The notes will generally be secured by a second lien on the same assets that secure the Company's asset-based credit agreement and guaranteed by the same subsidiaries that guarantee the asset-based credit agreement.

The notes will have certain covenants that, among other things, restrict the ability of the Company and its restricted subsidiaries, subject to certain exceptions, to: (1) incur additional indebtedness; (2) create liens; (3) declare or pay dividends on, make distributions with respect to, or purchase or redeem, the Company's or its restricted subsidiaries' equity interests, or make certain payments on subordinated or unsecured indebtedness or make certain investments; (4) enter into certain transactions with affiliates; (5) engage in certain asset sales unless specified conditions are satisfied; and (6) designate certain subsidiaries as unrestricted subsidiaries.
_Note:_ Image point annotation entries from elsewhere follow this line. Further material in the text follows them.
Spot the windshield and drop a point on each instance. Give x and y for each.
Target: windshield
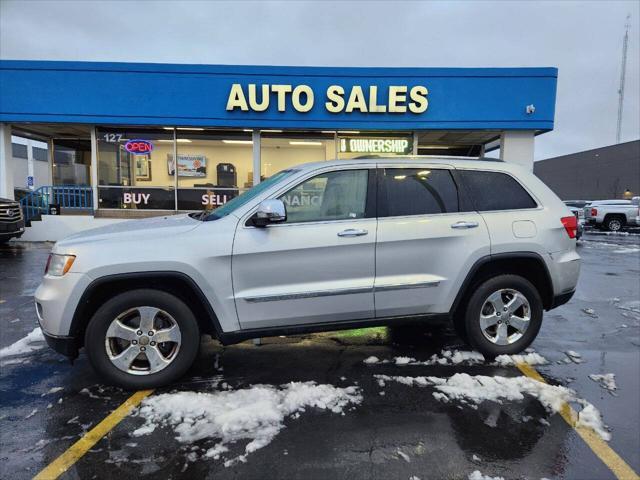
(242, 199)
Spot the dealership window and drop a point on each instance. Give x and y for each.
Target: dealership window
(279, 151)
(214, 166)
(71, 161)
(132, 168)
(482, 187)
(416, 191)
(330, 196)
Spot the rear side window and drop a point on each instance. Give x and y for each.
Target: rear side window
(416, 191)
(495, 191)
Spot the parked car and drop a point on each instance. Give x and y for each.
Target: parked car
(613, 215)
(579, 213)
(323, 246)
(579, 205)
(11, 220)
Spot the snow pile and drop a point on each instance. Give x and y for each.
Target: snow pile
(475, 389)
(477, 475)
(606, 381)
(461, 357)
(24, 345)
(255, 414)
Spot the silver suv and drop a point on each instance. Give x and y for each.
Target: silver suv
(323, 246)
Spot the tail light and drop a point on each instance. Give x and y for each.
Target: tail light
(570, 225)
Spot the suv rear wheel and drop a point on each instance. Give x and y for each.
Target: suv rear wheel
(503, 315)
(142, 339)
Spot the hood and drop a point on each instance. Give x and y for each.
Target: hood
(143, 229)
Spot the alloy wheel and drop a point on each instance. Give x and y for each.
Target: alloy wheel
(505, 316)
(143, 340)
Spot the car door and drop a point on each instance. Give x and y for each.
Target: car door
(319, 265)
(426, 240)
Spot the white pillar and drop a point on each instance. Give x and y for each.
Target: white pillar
(516, 146)
(6, 154)
(94, 168)
(257, 164)
(30, 172)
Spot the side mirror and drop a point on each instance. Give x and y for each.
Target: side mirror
(269, 211)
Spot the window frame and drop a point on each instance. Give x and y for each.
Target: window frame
(447, 168)
(370, 200)
(471, 202)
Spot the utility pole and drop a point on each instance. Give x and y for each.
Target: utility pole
(623, 71)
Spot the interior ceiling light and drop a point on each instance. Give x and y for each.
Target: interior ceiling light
(301, 142)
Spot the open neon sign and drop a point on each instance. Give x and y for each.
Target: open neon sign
(139, 147)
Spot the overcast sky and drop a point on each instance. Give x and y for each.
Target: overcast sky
(582, 39)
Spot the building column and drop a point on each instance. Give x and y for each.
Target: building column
(517, 147)
(6, 154)
(30, 171)
(257, 164)
(94, 168)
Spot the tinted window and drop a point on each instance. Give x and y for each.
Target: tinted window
(416, 191)
(329, 196)
(495, 191)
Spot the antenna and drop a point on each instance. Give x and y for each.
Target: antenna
(623, 71)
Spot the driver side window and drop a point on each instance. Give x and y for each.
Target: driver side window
(329, 196)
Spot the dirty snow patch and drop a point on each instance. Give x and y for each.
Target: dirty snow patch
(590, 417)
(255, 414)
(24, 345)
(475, 389)
(530, 358)
(461, 357)
(606, 381)
(477, 475)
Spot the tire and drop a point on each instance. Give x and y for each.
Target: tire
(114, 337)
(503, 338)
(613, 223)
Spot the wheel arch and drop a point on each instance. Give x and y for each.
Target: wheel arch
(175, 283)
(529, 265)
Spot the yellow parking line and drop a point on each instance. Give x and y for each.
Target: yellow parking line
(78, 449)
(601, 448)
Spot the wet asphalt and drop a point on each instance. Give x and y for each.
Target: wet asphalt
(400, 434)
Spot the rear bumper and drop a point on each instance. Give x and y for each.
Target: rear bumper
(67, 346)
(11, 229)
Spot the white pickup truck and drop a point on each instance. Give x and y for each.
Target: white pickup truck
(613, 215)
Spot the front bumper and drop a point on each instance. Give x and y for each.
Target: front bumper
(56, 301)
(67, 346)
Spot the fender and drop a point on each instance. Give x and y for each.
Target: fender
(151, 279)
(466, 284)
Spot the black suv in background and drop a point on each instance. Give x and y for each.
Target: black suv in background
(11, 220)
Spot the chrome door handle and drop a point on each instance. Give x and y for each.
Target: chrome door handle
(465, 225)
(352, 232)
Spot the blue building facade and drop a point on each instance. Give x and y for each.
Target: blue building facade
(157, 137)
Jefferies acted as the sole placement agent and exclusive financial advisor for the offering

This press release shall not constitute an offer to sell or the solicitation of an offer to buy, nor shall there be any sale of the notes or any common stock issuable upon conversion of the notes, in any state or jurisdiction in which such offer, solicitation or sale would be unlawful. The offer and sale of the notes and any shares of the Company's common stock issuable upon conversion of the notes have not been registered under the Securities Act of 1933, as amended, or applicable state securities laws, and the notes and shares may not be offered or sold in the United States or to U.S. persons absent registration or an applicable exemption from the registration requirements of the Securities Act and applicable state securities laws.

About Layne Christensen Company

Layne is a global solutions provider to the world of essential natural resources—water, mineral and energy. We offer innovative, sustainable products and services with an enduring commitment to safety, excellence and integrity.

Forward-Looking Statements

This press release includes forward-looking statements, within the meaning of the Private Securities Litigation Reform Act of 1995, that are subject to risks, uncertainties and other factors.  These forward-looking statements include statements regarding the completion, timing, size and terms of the proposed offering, the Company's planned use of any of the proceeds of that offering and the Company's estimated liquidity as of the end of Q4 FY 2015. Actual results and the timing of events could differ materially from those anticipated in the forward-looking statements as a result of several factors, including, but not limited to, market and other general economic conditions, the Company's ability to satisfy the conditions required to close the proposed offering and the availability of equity or debt capital needed for the Company's business. In addition, the estimate of the Company's liquidity is preliminary and may change pending the completion and audit of the Company's FY 2015 financial statements and the calculation of the Company's borrowing base under its asset-based credit facility. The reader is cautioned not to rely on these forward-looking statements. Other risks and uncertainties are described in detail in Exhibit 99.2 to the Company's Current Report on Form 8-K as filed with the U.S. Securities and Exchange Commission on October 29, 2014. All forward-looking statements are based on information currently available to the Company and the Company assumes no obligation to update any such forward-looking statements, except as may be required by law.